Copper Foil: The Hidden Enabler Behind Ultra-High-Frequency Performance
The development and mass production of 90 GHz oscilloscopes have imposed stricter requirements on copper foil materials — in terms of purity, surface roughness, and thermal stability:
1. Ultra-High Purity (≤0.1 ppm Impurities)
High-frequency signal transmission is extremely sensitive to metal purity. Copper foils used in oscilloscope substrates must reach 99.9999% (6N) purity to minimize lattice defects that cause signal scattering losses. Conventional electrolytic copper foils (99.8–99.9%) are no longer sufficient, requiring electronic-grade electrolytic or rolled copper foil refined through vacuum smelting and electro-purification.
2. Surface Roughness ≤0.3 μm
Due to the skin effect, current concentrates on the conductor surface at high frequencies. Oscilloscope-grade copper foil must achieve surface roughness ≤0.3 μm, compared to ~1.4 μm for standard electrolytic foil. Advanced “chromium-free passivation + nano-coating” processes are applied to reduce oxide layers to <5 nm, minimizing signal attenuation.
3. Thermal Stability and CTE Matching (≤20 ppm/°C)
Operating under extreme temperatures (–55 °C to 125 °C), copper foil must maintain dimensional and structural stability. Through alloying (with trace zirconium or nickel) and grain refinement, manufacturers ensure precise control of thermal expansion to prevent delamination or cracking.
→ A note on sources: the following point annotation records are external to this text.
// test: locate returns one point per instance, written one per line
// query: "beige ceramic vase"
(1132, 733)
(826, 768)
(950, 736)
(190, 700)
Previously, 6N-grade high-purity copper foil relied heavily on imports. However, Chinese producers such as Jiangxi Copper and Nord Co. have achieved mass production of 6N copper foil with surface roughness reduced to 0.3 μm, entering Wanliyan’s supply chain. According to the China Nonferrous Metals Industry Association, domestic high-end copper foil accounted for 35% of the market in 2024, though materials above 7N purity still face technical challenges.
In summary, the 90 GHz oscilloscope breakthrough is not only a landmark in electronic measurement technology but also a material-level validation of China’s upstream copper foil industry — where atomic-scale precision defines the frontier of innovation.